Don't worry guys, the bows are starting to trickle in now. Trust me I know, I went to the back room this morning and was fondaling a new invasion. The new Bowtech's rock.


----------



## Reed (Jun 18, 2002)

Jon_M said:


> Don't worry guys, the bows are starting to trickle in now. Trust me I know, I went to the back room this morning and was fondaling a new invasion. The new Bowtech's rock.


Jon, if you work at NS, for gods sake man, ship some specialists to brandon, I hate waiting:wink:


----------



## Jon_M (Jan 8, 2011)

Brandon eh? I'll see what I can do.


----------



## Blazinpond (Sep 16, 2008)

Dealer called and told me my Optifade Invasion came in but I'm halfway across the country for work:thumbs_do


----------



## jeronimo (Mar 4, 2005)

Reed said:


> Jon, if you work at NS, for gods sake man, ship some specialists to brandon, I hate waiting:wink:


any chance you could look into my black ops specialist for arc-inter. pretty please with sugar on top lol


----------



## Reed (Jun 18, 2002)

Jon_M said:


> Brandon eh?
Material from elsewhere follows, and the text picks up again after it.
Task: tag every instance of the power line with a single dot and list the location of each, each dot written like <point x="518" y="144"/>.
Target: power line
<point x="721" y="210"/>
I'll see what I can do.


yea, travis is joansing with no with no new BT's:wink::zip:


----------



## Reed (Jun 18, 2002)

jeronimo said:


> any chance you could look into my black ops specialist for arc-inter. pretty please with sugar on top lol


sure he can look, no problem aslong as it is not a rt hand 60pds, you can have it right after I get mine.:darkbeer:


----------



## shakyshot (Dec 21, 2007)

The Bow Shop in Waterloo just got some today

1 877 257 7271

Shawn


----------



## jeronimo (Mar 4, 2005)

Reed said:


> sure he can look, no problem aslong as it is not a rt hand 60pds, you can have it right after I get mine.:darkbeer:


dang . got bumped down the waiting list again lol.


----------